All requests should return the same IP for the duration of the sticky session.

Automated Testing Script

Combine all tests into a single script for repeated use:

#!/bin/bash
PROXY="http://user:pass@proxy:8080"
PASS=0
FAIL=0

run_test() {
  local name=$1
  local result=$2
  if [ "$result" = "PASS" ]; then
    echo "[PASS] $name"
    ((PASS++))
  else
    echo "[FAIL] $name"
    ((FAIL++))
  fi
}

# Test connectivity
NC_RESULT=$(nc -zv proxy.example.com 8080 2>&1 | grep -c "succeeded")
run_test "TCP Connectivity" "$([ $NC_RESULT -gt 0 ] && echo PASS || echo FAIL)"

# Test IP masking
REAL_IP=$(curl -s https://api.ipify.org)
PROXY_IP=$(curl -s -x $PROXY https://api.ipify.org)
run_test "IP Masking" "$([ "$REAL_IP" != "$PROXY_IP" ] && echo PASS || echo FAIL)"

echo ""
echo "Results: $PASS passed, $FAIL failed"

When to Retest

Run the full checklist:

  • After initial proxy setup
  • After changing proxy providers or plans
  • After OS or browser updates
  • After network environment changes
  • Weekly for production proxy configurations
  • After any proxy testing checklist item fails

Conclusion

A proxy is only useful if it actually works as intended.
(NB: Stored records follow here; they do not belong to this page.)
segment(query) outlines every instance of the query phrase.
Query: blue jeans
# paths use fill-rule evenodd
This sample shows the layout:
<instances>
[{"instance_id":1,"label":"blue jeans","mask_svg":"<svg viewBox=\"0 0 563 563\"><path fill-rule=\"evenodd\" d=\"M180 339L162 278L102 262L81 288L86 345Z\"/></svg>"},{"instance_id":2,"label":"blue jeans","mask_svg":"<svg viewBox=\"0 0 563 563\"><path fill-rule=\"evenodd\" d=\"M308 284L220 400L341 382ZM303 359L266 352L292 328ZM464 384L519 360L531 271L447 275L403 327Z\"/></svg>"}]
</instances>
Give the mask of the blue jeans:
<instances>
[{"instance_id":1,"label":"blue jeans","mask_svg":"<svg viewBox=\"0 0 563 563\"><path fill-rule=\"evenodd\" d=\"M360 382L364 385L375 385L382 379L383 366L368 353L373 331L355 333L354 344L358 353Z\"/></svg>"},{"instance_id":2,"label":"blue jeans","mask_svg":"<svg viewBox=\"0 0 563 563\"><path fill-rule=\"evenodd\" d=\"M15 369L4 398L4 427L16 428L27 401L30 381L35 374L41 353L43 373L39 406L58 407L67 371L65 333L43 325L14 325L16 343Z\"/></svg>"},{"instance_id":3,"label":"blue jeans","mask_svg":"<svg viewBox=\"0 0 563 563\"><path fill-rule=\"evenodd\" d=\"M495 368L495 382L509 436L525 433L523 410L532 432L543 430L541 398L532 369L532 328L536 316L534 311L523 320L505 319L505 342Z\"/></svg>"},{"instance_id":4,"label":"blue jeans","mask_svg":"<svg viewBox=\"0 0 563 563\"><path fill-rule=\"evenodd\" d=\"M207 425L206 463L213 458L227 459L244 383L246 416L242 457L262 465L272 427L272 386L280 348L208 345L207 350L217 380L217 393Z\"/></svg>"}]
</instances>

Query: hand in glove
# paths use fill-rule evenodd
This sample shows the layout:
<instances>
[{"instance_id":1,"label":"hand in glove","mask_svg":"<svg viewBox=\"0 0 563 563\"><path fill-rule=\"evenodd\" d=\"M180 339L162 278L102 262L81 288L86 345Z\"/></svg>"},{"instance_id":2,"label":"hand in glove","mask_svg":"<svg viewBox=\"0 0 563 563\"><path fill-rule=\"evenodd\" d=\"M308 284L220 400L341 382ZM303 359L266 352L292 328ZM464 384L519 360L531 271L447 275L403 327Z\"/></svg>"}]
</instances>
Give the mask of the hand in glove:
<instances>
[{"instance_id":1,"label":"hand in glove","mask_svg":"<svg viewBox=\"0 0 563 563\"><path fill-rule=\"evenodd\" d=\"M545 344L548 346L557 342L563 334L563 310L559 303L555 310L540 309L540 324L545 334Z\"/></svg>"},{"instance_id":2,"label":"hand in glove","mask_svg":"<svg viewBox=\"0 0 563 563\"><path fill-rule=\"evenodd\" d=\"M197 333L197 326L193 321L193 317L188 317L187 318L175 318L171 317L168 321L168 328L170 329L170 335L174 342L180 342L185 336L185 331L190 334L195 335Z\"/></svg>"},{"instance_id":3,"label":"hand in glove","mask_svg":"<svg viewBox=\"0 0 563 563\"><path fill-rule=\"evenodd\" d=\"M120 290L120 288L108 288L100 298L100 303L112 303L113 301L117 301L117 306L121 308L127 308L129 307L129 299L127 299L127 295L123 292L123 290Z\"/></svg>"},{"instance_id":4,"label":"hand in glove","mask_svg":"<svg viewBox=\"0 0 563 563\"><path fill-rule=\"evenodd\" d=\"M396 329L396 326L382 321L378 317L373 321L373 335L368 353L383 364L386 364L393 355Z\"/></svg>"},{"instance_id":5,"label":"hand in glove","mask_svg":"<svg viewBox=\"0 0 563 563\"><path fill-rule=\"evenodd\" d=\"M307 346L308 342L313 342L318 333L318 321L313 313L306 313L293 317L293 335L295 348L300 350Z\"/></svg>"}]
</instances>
A partial configuration that routes HTTP traffic through the proxy but leaks DNS queries, WebRTC data, or reveals proxy headers is worse than no proxy at all because it creates a false sense of security. Work through every phase of this checklist, address any failures, and automate the testing process for ongoing verification. The 30 minutes invested in thorough testing prevents hours of debugging failed scraping jobs, banned accounts, or compromised research data.